Description of the artwork «Comb»

The artist Kitagawa Utamaro started his career with work on the illustrations and prints depicting the Kabuki actors. But his main passion was writing Japanese beauties all classes. Most often he's visited for the search of nature in fun neighborhoods where he posed willingly inmate teahouses, courtesans and geishas.

In 1780 talent Utamaro noted the well-known publisher, Juzaburo Tsutaya, and since then, the depiction of Japanese girls and women becomes the main topic of woodblock masters. In the tradition of Ukiyo-e these prints, mainly portraits of beautiful Japanese women, attributed to the genre of bijin-GA ("pictures of beauties").

And if most other artists chose to portray her characters in full growth, Utamaro often taken for head-and-shoulders composition, okubi-e ("large head"). This gave the opportunity to focus on the filigree image of a face and hairstyle, and also focus on the inner world and emotions of models.

Due to this, the artist became the de facto Creator of the genre of the portrait in the tradition of Ukiyo-e prints. Despite the fact that the external signs of his heroines looked pretty generalized (high hairstyles with decorative hairpins, a long, graceful neck, delicate fingers), he managed to grasp the essence of their character or reflect the immediate emotion: sadness, playfulness, daydreaming, or fun.

Another innovation Utamaro was that he depicted the representatives of different social layers: nobility townspeople, saleswomen of small shops and girls from the famous shopping dynasties. But first engravings often play the role of a kind of "flyers" in which appeared the famous geisha and courtesans, popular.

But without the participation of the latter in the works of Kitagawa Utamaro, of course, has not done. For prints Ukiyo-e, devoted to the courtesans of the highest rank, even allocated a whole sub-genre – Tiu. Judging by the frivolous alongside the women at the top "Ridge" off the neck and chest, and the expensive silk Wallpaper in the background, in this case we are talking about just one of them.

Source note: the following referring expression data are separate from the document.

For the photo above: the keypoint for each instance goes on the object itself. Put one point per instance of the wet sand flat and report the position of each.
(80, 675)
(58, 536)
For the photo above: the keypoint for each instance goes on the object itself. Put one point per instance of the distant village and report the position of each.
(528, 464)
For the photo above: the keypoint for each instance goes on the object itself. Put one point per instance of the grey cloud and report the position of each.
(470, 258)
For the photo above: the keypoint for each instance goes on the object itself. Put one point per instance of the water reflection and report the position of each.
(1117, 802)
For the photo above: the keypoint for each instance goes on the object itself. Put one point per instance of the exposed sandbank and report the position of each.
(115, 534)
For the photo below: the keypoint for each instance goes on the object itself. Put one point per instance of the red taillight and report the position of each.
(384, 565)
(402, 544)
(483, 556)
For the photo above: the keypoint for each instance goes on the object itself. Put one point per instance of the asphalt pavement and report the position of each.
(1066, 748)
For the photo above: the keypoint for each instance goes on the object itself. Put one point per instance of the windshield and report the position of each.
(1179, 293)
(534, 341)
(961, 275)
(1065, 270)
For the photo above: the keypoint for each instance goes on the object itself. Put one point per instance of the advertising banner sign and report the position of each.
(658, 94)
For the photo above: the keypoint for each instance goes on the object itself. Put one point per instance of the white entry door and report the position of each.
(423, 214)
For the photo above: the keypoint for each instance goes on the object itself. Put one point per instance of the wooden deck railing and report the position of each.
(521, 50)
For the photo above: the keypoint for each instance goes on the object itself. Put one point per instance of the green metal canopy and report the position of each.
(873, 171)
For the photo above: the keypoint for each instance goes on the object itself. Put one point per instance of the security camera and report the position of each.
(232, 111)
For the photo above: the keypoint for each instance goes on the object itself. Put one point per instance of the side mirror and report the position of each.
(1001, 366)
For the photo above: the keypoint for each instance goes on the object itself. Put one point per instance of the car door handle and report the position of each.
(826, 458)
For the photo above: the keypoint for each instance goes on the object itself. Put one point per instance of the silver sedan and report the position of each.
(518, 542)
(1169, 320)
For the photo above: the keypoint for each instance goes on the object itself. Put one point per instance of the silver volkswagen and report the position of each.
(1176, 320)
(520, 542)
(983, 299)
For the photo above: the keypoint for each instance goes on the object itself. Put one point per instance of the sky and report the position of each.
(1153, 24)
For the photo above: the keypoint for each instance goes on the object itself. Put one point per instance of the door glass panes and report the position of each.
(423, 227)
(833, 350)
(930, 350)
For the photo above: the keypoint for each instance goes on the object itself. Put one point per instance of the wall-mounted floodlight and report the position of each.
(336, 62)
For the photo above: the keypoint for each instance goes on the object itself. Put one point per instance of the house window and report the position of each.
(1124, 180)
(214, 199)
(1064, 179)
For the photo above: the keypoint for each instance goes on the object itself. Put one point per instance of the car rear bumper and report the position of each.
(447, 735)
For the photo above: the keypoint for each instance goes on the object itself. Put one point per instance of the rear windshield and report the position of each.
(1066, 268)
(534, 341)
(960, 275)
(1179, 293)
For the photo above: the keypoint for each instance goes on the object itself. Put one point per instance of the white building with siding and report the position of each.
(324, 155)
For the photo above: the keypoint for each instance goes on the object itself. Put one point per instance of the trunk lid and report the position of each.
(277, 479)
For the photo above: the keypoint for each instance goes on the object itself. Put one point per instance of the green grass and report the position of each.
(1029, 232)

The specifics of printing woodcuts from wooden blocks was such that the creation of such a work demanded the highest skill from the whole team: in addition to direct artist and publisher, was involved engraver and typographer. For each color or shade cut a single printed form, the number of which reached more than three dozen just for one engraving.

And such refinements as individual hairs in the hair or translucent tortoiseshell comb was a challenge both for the engraver and printer, which is painted on the finished shape and hand-made prints on wet paper. Without their work there would be dazzlingly beautiful paintings Utamaro.

But merit of the artist also cannot be overstated: it seems to be born in Japan and grow up in Edo overlooking mount Fuji to be able to see and portray the beautiful in such a small amount of funds. A few smooth lines, a dozen pure tones and the finished portrait can be viewed for hours, but still did not find the answer, what is hypnotism beauties Kitagawa Utamaro.

His signature style – delicate features, a small neat mouths, upturned eyebrows, thin neck and long fingers – will eventually become the national ideal of beauty. "The artist extracted from the core of light and colors wonderful form of the Japanese and gave it time, gave it to us, unknown and distant descendants, moved the same as he thirst eternally living, perfect"– so poetically spoke about the work of masters Utamaro orientalist Nikolai Fedorenko.